Triple convective-diffusion boundary layer along a vertical flat plate in a porous medium saturated by a water-based nanofluid

• Porous medium is filled by a water-based nanofluid and two salts.
• Plate is cooled convectively by a fluid.
• The effects of Brownian motion and thermophoresis parameters are included.
• The heat transfer rate increases with volume fraction of nanoparticles and salts.
• The Brownian motion has negligible effects on reduced Nusselt number.

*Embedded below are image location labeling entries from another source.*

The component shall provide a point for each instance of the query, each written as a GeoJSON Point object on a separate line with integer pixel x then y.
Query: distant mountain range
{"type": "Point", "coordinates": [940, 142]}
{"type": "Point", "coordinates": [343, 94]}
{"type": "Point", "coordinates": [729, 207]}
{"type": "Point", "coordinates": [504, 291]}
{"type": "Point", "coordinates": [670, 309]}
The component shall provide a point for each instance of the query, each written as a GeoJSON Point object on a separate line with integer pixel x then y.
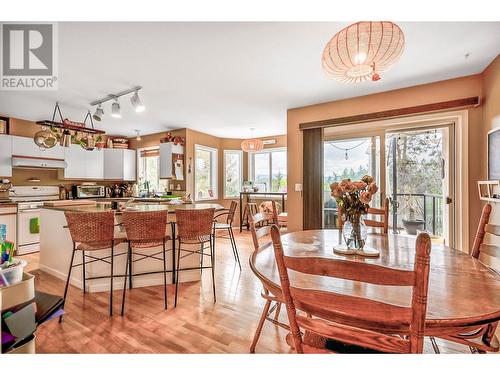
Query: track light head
{"type": "Point", "coordinates": [136, 102]}
{"type": "Point", "coordinates": [99, 112]}
{"type": "Point", "coordinates": [115, 109]}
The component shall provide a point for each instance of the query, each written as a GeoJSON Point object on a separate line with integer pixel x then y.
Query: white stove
{"type": "Point", "coordinates": [29, 200]}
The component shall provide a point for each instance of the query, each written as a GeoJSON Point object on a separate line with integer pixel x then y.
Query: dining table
{"type": "Point", "coordinates": [463, 295]}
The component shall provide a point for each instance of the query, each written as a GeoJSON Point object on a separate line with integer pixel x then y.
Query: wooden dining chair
{"type": "Point", "coordinates": [481, 339]}
{"type": "Point", "coordinates": [383, 212]}
{"type": "Point", "coordinates": [220, 225]}
{"type": "Point", "coordinates": [259, 230]}
{"type": "Point", "coordinates": [379, 326]}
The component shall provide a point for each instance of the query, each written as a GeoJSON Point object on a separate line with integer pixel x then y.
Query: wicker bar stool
{"type": "Point", "coordinates": [146, 230]}
{"type": "Point", "coordinates": [228, 225]}
{"type": "Point", "coordinates": [195, 227]}
{"type": "Point", "coordinates": [91, 231]}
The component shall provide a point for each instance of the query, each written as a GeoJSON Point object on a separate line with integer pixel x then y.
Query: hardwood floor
{"type": "Point", "coordinates": [197, 325]}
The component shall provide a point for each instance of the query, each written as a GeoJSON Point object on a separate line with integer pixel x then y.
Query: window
{"type": "Point", "coordinates": [205, 176]}
{"type": "Point", "coordinates": [268, 170]}
{"type": "Point", "coordinates": [233, 173]}
{"type": "Point", "coordinates": [148, 167]}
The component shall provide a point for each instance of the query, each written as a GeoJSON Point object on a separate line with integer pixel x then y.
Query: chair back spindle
{"type": "Point", "coordinates": [485, 228]}
{"type": "Point", "coordinates": [258, 226]}
{"type": "Point", "coordinates": [89, 227]}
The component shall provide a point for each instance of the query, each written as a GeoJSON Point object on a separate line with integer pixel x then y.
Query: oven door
{"type": "Point", "coordinates": [28, 231]}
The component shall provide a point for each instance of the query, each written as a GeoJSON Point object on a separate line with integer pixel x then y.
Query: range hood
{"type": "Point", "coordinates": [31, 162]}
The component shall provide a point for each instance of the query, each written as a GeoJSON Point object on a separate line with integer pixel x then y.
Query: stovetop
{"type": "Point", "coordinates": [34, 193]}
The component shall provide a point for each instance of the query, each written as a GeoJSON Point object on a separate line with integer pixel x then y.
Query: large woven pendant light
{"type": "Point", "coordinates": [252, 144]}
{"type": "Point", "coordinates": [362, 51]}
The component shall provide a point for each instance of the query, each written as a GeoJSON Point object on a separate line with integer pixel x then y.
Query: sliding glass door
{"type": "Point", "coordinates": [415, 171]}
{"type": "Point", "coordinates": [348, 158]}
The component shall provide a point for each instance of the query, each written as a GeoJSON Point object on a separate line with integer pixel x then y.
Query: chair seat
{"type": "Point", "coordinates": [222, 226]}
{"type": "Point", "coordinates": [195, 240]}
{"type": "Point", "coordinates": [98, 245]}
{"type": "Point", "coordinates": [313, 343]}
{"type": "Point", "coordinates": [148, 243]}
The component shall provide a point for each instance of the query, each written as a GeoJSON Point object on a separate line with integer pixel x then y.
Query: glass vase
{"type": "Point", "coordinates": [354, 232]}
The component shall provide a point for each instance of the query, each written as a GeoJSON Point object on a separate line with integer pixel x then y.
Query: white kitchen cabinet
{"type": "Point", "coordinates": [83, 164]}
{"type": "Point", "coordinates": [8, 217]}
{"type": "Point", "coordinates": [25, 146]}
{"type": "Point", "coordinates": [94, 164]}
{"type": "Point", "coordinates": [5, 156]}
{"type": "Point", "coordinates": [167, 151]}
{"type": "Point", "coordinates": [119, 164]}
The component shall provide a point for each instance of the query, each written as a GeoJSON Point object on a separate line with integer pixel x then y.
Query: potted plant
{"type": "Point", "coordinates": [412, 208]}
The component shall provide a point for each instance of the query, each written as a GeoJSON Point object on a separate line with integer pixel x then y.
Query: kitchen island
{"type": "Point", "coordinates": [56, 247]}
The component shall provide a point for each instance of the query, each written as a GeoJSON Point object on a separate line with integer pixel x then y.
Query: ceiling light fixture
{"type": "Point", "coordinates": [99, 112]}
{"type": "Point", "coordinates": [136, 102]}
{"type": "Point", "coordinates": [115, 109]}
{"type": "Point", "coordinates": [252, 144]}
{"type": "Point", "coordinates": [362, 51]}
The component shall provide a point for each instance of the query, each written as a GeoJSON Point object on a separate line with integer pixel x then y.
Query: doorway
{"type": "Point", "coordinates": [415, 171]}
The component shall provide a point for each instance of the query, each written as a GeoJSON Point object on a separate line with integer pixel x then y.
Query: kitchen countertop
{"type": "Point", "coordinates": [137, 207]}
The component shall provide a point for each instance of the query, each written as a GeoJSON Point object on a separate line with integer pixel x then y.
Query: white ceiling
{"type": "Point", "coordinates": [224, 78]}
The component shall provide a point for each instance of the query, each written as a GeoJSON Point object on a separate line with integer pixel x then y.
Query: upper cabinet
{"type": "Point", "coordinates": [171, 161]}
{"type": "Point", "coordinates": [83, 164]}
{"type": "Point", "coordinates": [25, 146]}
{"type": "Point", "coordinates": [119, 164]}
{"type": "Point", "coordinates": [5, 156]}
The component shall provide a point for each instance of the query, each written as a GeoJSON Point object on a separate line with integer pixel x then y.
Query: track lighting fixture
{"type": "Point", "coordinates": [99, 112]}
{"type": "Point", "coordinates": [135, 100]}
{"type": "Point", "coordinates": [115, 109]}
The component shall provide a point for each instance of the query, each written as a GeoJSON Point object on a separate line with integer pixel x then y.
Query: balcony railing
{"type": "Point", "coordinates": [432, 212]}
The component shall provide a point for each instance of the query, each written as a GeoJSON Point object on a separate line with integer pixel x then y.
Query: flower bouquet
{"type": "Point", "coordinates": [353, 198]}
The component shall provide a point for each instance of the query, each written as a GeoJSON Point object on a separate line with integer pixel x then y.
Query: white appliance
{"type": "Point", "coordinates": [90, 191]}
{"type": "Point", "coordinates": [31, 162]}
{"type": "Point", "coordinates": [29, 200]}
{"type": "Point", "coordinates": [8, 217]}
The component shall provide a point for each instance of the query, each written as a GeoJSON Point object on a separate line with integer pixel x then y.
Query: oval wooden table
{"type": "Point", "coordinates": [463, 293]}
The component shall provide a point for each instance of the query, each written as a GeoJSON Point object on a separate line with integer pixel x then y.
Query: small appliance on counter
{"type": "Point", "coordinates": [5, 186]}
{"type": "Point", "coordinates": [115, 191]}
{"type": "Point", "coordinates": [120, 191]}
{"type": "Point", "coordinates": [88, 191]}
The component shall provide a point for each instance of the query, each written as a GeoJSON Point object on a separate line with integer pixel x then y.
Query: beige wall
{"type": "Point", "coordinates": [407, 97]}
{"type": "Point", "coordinates": [491, 120]}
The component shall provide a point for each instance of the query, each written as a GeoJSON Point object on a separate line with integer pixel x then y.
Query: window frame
{"type": "Point", "coordinates": [240, 154]}
{"type": "Point", "coordinates": [214, 170]}
{"type": "Point", "coordinates": [269, 151]}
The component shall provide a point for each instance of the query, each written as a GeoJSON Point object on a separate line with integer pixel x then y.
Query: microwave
{"type": "Point", "coordinates": [88, 191]}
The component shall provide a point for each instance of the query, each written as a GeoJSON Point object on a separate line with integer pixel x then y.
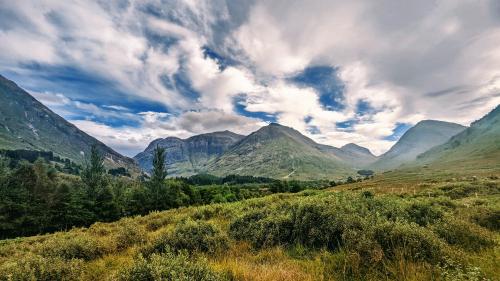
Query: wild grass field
{"type": "Point", "coordinates": [393, 227]}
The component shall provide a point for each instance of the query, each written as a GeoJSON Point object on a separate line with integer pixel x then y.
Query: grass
{"type": "Point", "coordinates": [398, 226]}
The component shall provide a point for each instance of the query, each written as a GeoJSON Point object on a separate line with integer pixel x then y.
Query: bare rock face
{"type": "Point", "coordinates": [25, 123]}
{"type": "Point", "coordinates": [188, 156]}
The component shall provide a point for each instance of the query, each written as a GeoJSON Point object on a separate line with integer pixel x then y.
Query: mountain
{"type": "Point", "coordinates": [477, 147]}
{"type": "Point", "coordinates": [189, 156]}
{"type": "Point", "coordinates": [351, 154]}
{"type": "Point", "coordinates": [280, 152]}
{"type": "Point", "coordinates": [418, 139]}
{"type": "Point", "coordinates": [25, 123]}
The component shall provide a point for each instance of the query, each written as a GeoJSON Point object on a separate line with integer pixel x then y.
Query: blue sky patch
{"type": "Point", "coordinates": [400, 129]}
{"type": "Point", "coordinates": [364, 107]}
{"type": "Point", "coordinates": [346, 126]}
{"type": "Point", "coordinates": [240, 109]}
{"type": "Point", "coordinates": [325, 80]}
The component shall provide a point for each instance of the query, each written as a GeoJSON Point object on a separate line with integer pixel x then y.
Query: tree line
{"type": "Point", "coordinates": [38, 197]}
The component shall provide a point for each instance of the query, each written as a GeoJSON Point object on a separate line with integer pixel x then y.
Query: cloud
{"type": "Point", "coordinates": [130, 140]}
{"type": "Point", "coordinates": [338, 71]}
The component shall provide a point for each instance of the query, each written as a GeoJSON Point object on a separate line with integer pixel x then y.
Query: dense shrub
{"type": "Point", "coordinates": [34, 267]}
{"type": "Point", "coordinates": [424, 213]}
{"type": "Point", "coordinates": [409, 240]}
{"type": "Point", "coordinates": [72, 247]}
{"type": "Point", "coordinates": [193, 236]}
{"type": "Point", "coordinates": [488, 218]}
{"type": "Point", "coordinates": [169, 267]}
{"type": "Point", "coordinates": [129, 233]}
{"type": "Point", "coordinates": [464, 235]}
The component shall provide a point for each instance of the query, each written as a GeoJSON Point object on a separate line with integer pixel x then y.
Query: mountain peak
{"type": "Point", "coordinates": [25, 123]}
{"type": "Point", "coordinates": [352, 147]}
{"type": "Point", "coordinates": [418, 139]}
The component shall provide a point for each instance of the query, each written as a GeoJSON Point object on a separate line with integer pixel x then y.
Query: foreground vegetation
{"type": "Point", "coordinates": [435, 229]}
{"type": "Point", "coordinates": [37, 195]}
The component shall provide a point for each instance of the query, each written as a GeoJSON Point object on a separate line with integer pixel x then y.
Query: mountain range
{"type": "Point", "coordinates": [272, 151]}
{"type": "Point", "coordinates": [25, 123]}
{"type": "Point", "coordinates": [477, 147]}
{"type": "Point", "coordinates": [417, 140]}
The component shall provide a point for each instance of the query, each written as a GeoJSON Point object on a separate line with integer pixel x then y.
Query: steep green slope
{"type": "Point", "coordinates": [477, 147]}
{"type": "Point", "coordinates": [189, 156]}
{"type": "Point", "coordinates": [418, 139]}
{"type": "Point", "coordinates": [351, 154]}
{"type": "Point", "coordinates": [25, 123]}
{"type": "Point", "coordinates": [280, 152]}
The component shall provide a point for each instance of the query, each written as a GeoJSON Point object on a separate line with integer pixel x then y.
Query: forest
{"type": "Point", "coordinates": [39, 195]}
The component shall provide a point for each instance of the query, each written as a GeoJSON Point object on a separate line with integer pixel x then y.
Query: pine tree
{"type": "Point", "coordinates": [94, 171]}
{"type": "Point", "coordinates": [158, 175]}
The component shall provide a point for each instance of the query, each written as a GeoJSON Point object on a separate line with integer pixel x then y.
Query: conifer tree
{"type": "Point", "coordinates": [158, 175]}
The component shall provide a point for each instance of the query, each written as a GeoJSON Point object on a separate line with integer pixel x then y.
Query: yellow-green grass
{"type": "Point", "coordinates": [105, 251]}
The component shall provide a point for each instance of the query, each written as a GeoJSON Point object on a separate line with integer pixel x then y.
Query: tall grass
{"type": "Point", "coordinates": [444, 231]}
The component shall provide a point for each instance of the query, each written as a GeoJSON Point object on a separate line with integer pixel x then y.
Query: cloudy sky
{"type": "Point", "coordinates": [128, 72]}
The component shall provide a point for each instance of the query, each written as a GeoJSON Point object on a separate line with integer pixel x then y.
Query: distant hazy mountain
{"type": "Point", "coordinates": [280, 152]}
{"type": "Point", "coordinates": [351, 154]}
{"type": "Point", "coordinates": [418, 139]}
{"type": "Point", "coordinates": [477, 147]}
{"type": "Point", "coordinates": [189, 156]}
{"type": "Point", "coordinates": [25, 123]}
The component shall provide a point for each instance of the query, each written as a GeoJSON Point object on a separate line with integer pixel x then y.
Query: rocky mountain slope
{"type": "Point", "coordinates": [189, 156]}
{"type": "Point", "coordinates": [418, 139]}
{"type": "Point", "coordinates": [280, 152]}
{"type": "Point", "coordinates": [477, 147]}
{"type": "Point", "coordinates": [25, 123]}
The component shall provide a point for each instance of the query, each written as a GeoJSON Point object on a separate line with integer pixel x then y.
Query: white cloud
{"type": "Point", "coordinates": [410, 61]}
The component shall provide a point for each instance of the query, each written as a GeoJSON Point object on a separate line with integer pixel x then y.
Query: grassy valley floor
{"type": "Point", "coordinates": [397, 226]}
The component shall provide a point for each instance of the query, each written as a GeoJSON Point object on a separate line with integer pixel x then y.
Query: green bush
{"type": "Point", "coordinates": [424, 213]}
{"type": "Point", "coordinates": [409, 240]}
{"type": "Point", "coordinates": [129, 233]}
{"type": "Point", "coordinates": [169, 267]}
{"type": "Point", "coordinates": [68, 247]}
{"type": "Point", "coordinates": [193, 236]}
{"type": "Point", "coordinates": [488, 218]}
{"type": "Point", "coordinates": [464, 235]}
{"type": "Point", "coordinates": [34, 267]}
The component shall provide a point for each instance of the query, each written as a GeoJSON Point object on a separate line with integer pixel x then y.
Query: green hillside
{"type": "Point", "coordinates": [418, 139]}
{"type": "Point", "coordinates": [280, 152]}
{"type": "Point", "coordinates": [25, 123]}
{"type": "Point", "coordinates": [476, 148]}
{"type": "Point", "coordinates": [188, 156]}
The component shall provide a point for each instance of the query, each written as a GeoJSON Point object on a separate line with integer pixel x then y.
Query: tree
{"type": "Point", "coordinates": [158, 175]}
{"type": "Point", "coordinates": [350, 180]}
{"type": "Point", "coordinates": [365, 173]}
{"type": "Point", "coordinates": [93, 172]}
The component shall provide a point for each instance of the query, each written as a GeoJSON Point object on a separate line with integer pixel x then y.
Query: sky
{"type": "Point", "coordinates": [128, 72]}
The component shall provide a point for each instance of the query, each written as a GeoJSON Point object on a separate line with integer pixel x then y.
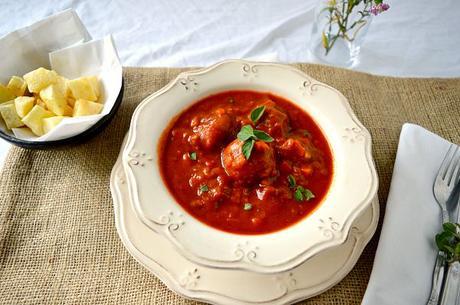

In this article, we investigate steady triple convective-diffusive boundary layer free convection flow past a vertical flat plate embedded in a porous medium filled by a water-based nanofluid and two salts. The plate is assumed to be convectively cooled by a surrounding fluid. It is assumed that there is no nanoparticle flux at the surface and the effect of thermophoresis is taken in to account in the boundary condition. The effects of Brownian motion and thermophoresis parameters are also introduced through a Buongiorno model in the governing equations. The self-similar solutions are obtained numerically using an implicit finite difference method. The effects of the buoyancy ratio, regular Lewis numbers and modified Dufour parameters of both salts and nanofluid parameters on the flow and heat transfer are investigated. It is found that the heat transfer rate increases as we include nanoparticles and salts. Furthermore, it is also shown that the Brownian motion has negligible effects on reduced Nusselt number.